Islamic Foreign Minister Muhammad-Jawad Zarif, too, has rediscovered an enticing piece of the past in the form of two cooperation accords signed between Iran and the United States in the1950s to give a legal framework to American humanitarian aid to Iran, mostly in the form of mass vaccination and the building of schools and clinics under President Truman’s CARE and Point IV scheme which continued until 1964 when Iran announced it no longer accepted foreign aid.

Zarf’s argument is that those accords contradict Trump’s threatened decision to impose new sanctions on the Islamic Republic.

The Khomeinist clique has also discovered that before the mullahs seized power Iran had visa-free travel agreements with 34 countries, including virtually all present-day members of the European Union. Today, however, the reaction of all those countries to Zarif’s demand to restore the agreement is stark: It was then, and this is now!

Another discovery by the Khomeinist clique concerns the 1972 accord with Afghanistan regarding the sharing of waters from four border rivers: Hirmand, Parian, Harirud and Farah. Having denounced the accord as a betrayal of Islam, the Khomeinist clique is now demanding Kabul to implement it to save large chunks of Iran from economic death due to shortage of water.

At the opposite side of the country, the clique has rediscovered the 1975 Algiers accord with Iraq under which the two neighbors share sovereignty over the border estuary Shatt al-Arab.
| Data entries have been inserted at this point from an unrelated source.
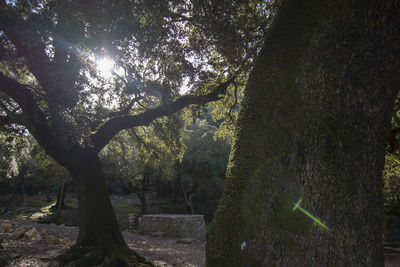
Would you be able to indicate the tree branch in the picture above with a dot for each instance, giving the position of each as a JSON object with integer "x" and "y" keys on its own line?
{"x": 116, "y": 124}
{"x": 33, "y": 119}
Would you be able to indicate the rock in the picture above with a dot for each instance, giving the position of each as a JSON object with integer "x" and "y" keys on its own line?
{"x": 185, "y": 241}
{"x": 51, "y": 240}
{"x": 66, "y": 242}
{"x": 44, "y": 234}
{"x": 18, "y": 233}
{"x": 31, "y": 234}
{"x": 157, "y": 234}
{"x": 174, "y": 225}
{"x": 6, "y": 226}
{"x": 391, "y": 250}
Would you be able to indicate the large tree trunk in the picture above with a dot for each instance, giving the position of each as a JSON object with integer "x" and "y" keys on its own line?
{"x": 313, "y": 126}
{"x": 99, "y": 234}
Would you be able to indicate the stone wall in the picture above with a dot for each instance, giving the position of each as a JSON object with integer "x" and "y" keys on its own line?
{"x": 174, "y": 225}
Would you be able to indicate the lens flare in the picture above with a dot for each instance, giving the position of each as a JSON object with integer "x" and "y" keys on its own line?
{"x": 296, "y": 206}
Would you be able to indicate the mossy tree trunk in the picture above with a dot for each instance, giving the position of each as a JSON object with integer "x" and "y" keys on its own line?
{"x": 313, "y": 126}
{"x": 100, "y": 239}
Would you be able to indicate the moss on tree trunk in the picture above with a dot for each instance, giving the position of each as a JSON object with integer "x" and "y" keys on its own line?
{"x": 313, "y": 125}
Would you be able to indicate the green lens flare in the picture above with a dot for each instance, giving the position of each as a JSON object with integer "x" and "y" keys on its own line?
{"x": 296, "y": 206}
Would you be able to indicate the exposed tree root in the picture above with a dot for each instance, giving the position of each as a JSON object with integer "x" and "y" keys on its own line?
{"x": 90, "y": 256}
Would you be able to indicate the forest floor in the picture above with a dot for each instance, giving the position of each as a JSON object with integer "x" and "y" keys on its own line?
{"x": 161, "y": 251}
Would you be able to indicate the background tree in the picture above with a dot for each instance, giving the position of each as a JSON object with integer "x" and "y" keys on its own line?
{"x": 313, "y": 126}
{"x": 140, "y": 156}
{"x": 49, "y": 84}
{"x": 202, "y": 169}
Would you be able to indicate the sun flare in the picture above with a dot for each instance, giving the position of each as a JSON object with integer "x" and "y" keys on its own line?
{"x": 105, "y": 66}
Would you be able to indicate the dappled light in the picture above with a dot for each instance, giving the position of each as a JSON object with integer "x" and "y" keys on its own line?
{"x": 199, "y": 133}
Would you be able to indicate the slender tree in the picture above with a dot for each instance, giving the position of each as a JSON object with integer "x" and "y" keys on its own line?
{"x": 312, "y": 131}
{"x": 49, "y": 84}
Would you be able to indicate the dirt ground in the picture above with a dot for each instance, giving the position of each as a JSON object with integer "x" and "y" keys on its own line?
{"x": 160, "y": 251}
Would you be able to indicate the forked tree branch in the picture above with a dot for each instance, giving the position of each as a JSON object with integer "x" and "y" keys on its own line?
{"x": 116, "y": 124}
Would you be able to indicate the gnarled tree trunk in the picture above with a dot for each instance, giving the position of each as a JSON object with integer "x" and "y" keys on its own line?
{"x": 99, "y": 234}
{"x": 313, "y": 126}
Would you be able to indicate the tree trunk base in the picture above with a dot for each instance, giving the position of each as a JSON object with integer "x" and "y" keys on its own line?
{"x": 82, "y": 256}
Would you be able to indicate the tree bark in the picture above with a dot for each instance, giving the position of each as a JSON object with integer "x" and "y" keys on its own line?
{"x": 99, "y": 234}
{"x": 60, "y": 205}
{"x": 313, "y": 126}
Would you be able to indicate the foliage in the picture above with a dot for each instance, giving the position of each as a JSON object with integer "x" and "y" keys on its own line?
{"x": 205, "y": 159}
{"x": 153, "y": 148}
{"x": 391, "y": 180}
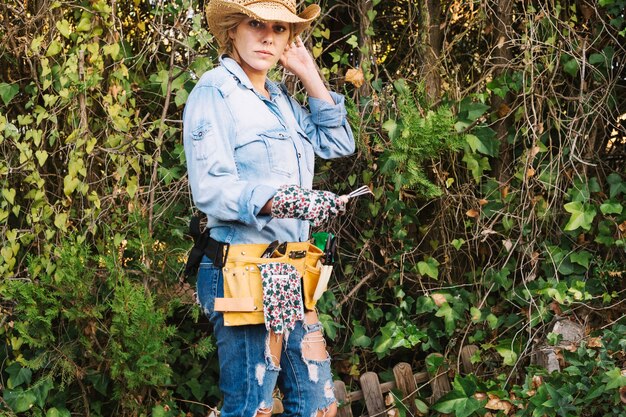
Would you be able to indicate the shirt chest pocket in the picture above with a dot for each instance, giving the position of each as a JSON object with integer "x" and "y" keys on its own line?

Last Tuesday President Hassan Rouhani threatened to shut the Shatt al-Arab, presumably to prevent Iraq from exporting oil if and when Trump tries to impose an oil export ban on Iran. What Rouhani didn’t know is that Iraq isn’t exporting oil through the Shatt al-Arab and that Iran’s refusal to implement the Algiers Accord has prevented the dredging operations needed to reopen the estuary and reactivate the Iraqi port of Basra and tis Iranian sister-port of Khorramshahr.

Khomeini, and his successors, branded all accords that Iran signed under the Shah as “a Zionist conspiracy against Islam.” Now they are trying to eat humble pie in the hope of regaining some of the privileges Iran lost when they seized power.

However, in Iran today, as in Hartley’s novel, the past remains a different country where people do things differently.